If we take a closer look at the crocodile's family tree, some surprising animals are hanging out on the various branches. Crocodiles are members of the Reptilia taxonomic class with other creepy crawlers, including snakes and lizards. And according to paleontologists, birds are also lumped in that category. In fact, crocodiles are more closely related to birds than they are to snakes and lizards [source: University of California Museum of Paleontology].
With a little more investigation into this unlikely bond between croc and bird, we can find out where dinosaurs fit into the prehistoric family portrait.
How could a delicate robin or sparrow have any connection to a crocodile? It's all about common ancestors. Taxonomists organize the animal kingdom based on where species came from, or who descended from whom. All of the descendents of one common ancestor are referred to collectively as a monophyletic taxon. Those taxons can then be arranged visually into a cladogram, which illustrates how the various taxons are related to one another.
To understand how this works, let's think about corn. Imagine listing out every conceivable corn-based product: cereal, syrup, plastic, biofuels and so forth. The lists would contain wildly different items, but you could link them all with that single commodity. When it comes to crocodiles, birds and dinosaurs, a prehistoric creature called the archosaur serves our umbrella.

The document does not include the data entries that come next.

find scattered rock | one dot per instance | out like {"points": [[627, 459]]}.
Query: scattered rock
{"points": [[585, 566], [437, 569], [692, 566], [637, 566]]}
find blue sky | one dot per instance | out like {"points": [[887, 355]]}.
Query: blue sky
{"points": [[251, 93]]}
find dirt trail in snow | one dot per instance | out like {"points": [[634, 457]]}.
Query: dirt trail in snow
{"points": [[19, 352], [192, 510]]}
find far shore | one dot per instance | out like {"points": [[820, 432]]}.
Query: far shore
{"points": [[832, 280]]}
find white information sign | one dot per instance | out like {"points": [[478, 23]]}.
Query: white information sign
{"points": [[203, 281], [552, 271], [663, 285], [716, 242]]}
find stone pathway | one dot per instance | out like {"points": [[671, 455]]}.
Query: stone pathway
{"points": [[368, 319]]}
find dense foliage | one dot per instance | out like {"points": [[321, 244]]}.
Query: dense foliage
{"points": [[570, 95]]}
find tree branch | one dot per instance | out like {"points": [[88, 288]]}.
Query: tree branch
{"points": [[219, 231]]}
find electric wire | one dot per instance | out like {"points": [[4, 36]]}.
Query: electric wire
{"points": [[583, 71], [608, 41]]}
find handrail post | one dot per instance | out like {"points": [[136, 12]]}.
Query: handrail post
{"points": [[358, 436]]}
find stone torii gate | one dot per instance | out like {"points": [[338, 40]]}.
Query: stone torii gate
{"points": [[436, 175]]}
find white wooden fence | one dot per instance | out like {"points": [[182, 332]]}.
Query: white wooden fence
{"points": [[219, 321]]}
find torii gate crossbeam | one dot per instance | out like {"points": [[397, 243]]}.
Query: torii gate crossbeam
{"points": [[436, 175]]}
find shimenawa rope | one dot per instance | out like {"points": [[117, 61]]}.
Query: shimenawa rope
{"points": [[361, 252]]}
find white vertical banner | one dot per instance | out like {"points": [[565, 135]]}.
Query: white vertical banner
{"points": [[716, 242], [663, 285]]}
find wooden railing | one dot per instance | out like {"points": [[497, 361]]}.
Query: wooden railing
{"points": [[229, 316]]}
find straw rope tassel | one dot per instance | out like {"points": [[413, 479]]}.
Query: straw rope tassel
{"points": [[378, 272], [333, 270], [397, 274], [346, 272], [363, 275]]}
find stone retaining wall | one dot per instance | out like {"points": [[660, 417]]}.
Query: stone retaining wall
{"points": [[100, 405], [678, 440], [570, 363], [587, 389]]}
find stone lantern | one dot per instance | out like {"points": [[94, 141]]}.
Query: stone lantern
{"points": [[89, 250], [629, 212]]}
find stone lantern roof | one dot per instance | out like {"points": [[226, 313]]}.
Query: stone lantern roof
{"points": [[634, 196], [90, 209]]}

Archosaurs, also known as the ruling reptiles, originated about 250 million years ago during the Carboniferous period [source: University of California Museum of Paleontology]. The primary characteristic that unifies archosaurs is two openings on the side of their skulls. These tetrapods, or four-legged vertebrates, splinter into two groups: bird crocodiles (Ornithosuchia) and false crocodiles (Pseudosuchia). In a bizarre twist of taxonomical fate, crocodiles don't belong with the false crocodiles.
So what does all of this classification have to do with whether crocodiles came from dinosaurs? Alongside birds and other flying reptiles, dinosaurs are lumped into the Ornithosuchia branch. Though dinosaurs and crocodiles have the common ancestor with the archosaur, they evolved separately.

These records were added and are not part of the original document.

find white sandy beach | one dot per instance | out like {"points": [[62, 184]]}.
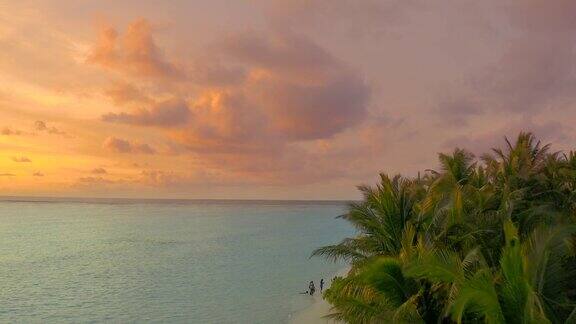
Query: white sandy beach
{"points": [[314, 314]]}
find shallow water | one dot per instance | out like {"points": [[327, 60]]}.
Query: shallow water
{"points": [[154, 261]]}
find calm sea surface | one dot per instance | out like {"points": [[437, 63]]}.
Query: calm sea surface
{"points": [[162, 261]]}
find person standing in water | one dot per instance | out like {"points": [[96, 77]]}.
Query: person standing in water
{"points": [[311, 288]]}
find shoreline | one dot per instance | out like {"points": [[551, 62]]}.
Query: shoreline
{"points": [[315, 312]]}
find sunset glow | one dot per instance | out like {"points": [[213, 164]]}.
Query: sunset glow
{"points": [[269, 99]]}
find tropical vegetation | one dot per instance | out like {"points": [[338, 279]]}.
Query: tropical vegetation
{"points": [[480, 240]]}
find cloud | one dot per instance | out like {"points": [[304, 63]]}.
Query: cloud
{"points": [[535, 70], [123, 93], [123, 146], [41, 126], [166, 114], [480, 143], [267, 90], [135, 53], [21, 159], [7, 131], [99, 171]]}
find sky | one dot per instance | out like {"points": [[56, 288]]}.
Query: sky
{"points": [[270, 99]]}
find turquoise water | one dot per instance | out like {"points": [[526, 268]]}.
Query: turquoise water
{"points": [[153, 261]]}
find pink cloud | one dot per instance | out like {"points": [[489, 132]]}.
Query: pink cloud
{"points": [[21, 159], [123, 146], [135, 53], [166, 114]]}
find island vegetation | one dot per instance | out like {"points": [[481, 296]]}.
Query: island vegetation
{"points": [[480, 240]]}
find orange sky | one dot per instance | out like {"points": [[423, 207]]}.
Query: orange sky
{"points": [[269, 99]]}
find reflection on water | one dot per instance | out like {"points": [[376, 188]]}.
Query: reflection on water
{"points": [[161, 261]]}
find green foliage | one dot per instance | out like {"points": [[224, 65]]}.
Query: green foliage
{"points": [[479, 241]]}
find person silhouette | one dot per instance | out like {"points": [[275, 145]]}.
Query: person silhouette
{"points": [[311, 288]]}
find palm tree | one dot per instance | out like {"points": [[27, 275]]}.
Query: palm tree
{"points": [[489, 241]]}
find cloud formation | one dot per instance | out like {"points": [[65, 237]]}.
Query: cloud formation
{"points": [[119, 145], [135, 52], [166, 114], [99, 171], [41, 126], [275, 89], [21, 159]]}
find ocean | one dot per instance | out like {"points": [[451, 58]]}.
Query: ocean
{"points": [[173, 261]]}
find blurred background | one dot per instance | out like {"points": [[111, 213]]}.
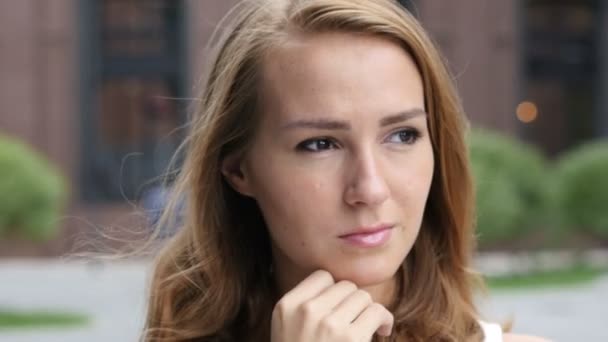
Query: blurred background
{"points": [[94, 94]]}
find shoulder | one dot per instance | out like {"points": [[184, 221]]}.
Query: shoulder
{"points": [[507, 337]]}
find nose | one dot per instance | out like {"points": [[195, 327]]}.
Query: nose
{"points": [[366, 185]]}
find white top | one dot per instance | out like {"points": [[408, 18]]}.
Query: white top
{"points": [[491, 331]]}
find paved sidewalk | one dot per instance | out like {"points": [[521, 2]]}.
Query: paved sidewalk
{"points": [[113, 295]]}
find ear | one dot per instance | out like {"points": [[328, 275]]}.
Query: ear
{"points": [[233, 170]]}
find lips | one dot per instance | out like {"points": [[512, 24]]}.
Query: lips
{"points": [[368, 229], [368, 237]]}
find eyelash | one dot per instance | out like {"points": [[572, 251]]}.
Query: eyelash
{"points": [[330, 143]]}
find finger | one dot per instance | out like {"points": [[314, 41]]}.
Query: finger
{"points": [[375, 318], [332, 296], [352, 306], [308, 288]]}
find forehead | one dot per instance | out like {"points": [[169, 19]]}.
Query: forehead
{"points": [[334, 73]]}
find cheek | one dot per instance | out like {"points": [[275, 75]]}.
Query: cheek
{"points": [[294, 203]]}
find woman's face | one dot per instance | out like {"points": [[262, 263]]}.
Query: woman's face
{"points": [[342, 162]]}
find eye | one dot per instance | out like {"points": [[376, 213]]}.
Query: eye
{"points": [[405, 136], [316, 145]]}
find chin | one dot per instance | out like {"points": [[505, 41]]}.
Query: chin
{"points": [[364, 274]]}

Today, habitat destruction threatens the livelihood of some crocodile species. Though they could weather an asteroid blast that altered the physical world, humans might be edging them out. The Chinese alligator and Philippine crocodile are the two most threatened crocodilian species [source: NOVA]. Both are on the International Union for the Conservation of Nature's red list, denoting their highly endangered status. Captive breeding may help the populations rebound before they die out completely.
If you've ever gotten pulled over by a police officer and turned on the waterworks, you're guilty of crying crocodile, or insincere, tears. The idiom isn't based on a bunch of weepy reptiles cruising through the bayous. Crocodiles do produce tears via the lachrymal gland, like humans, but they serve no emotional purpose [source: Florida Museum of Natural History]. Tears lubricate and clean dry eyes.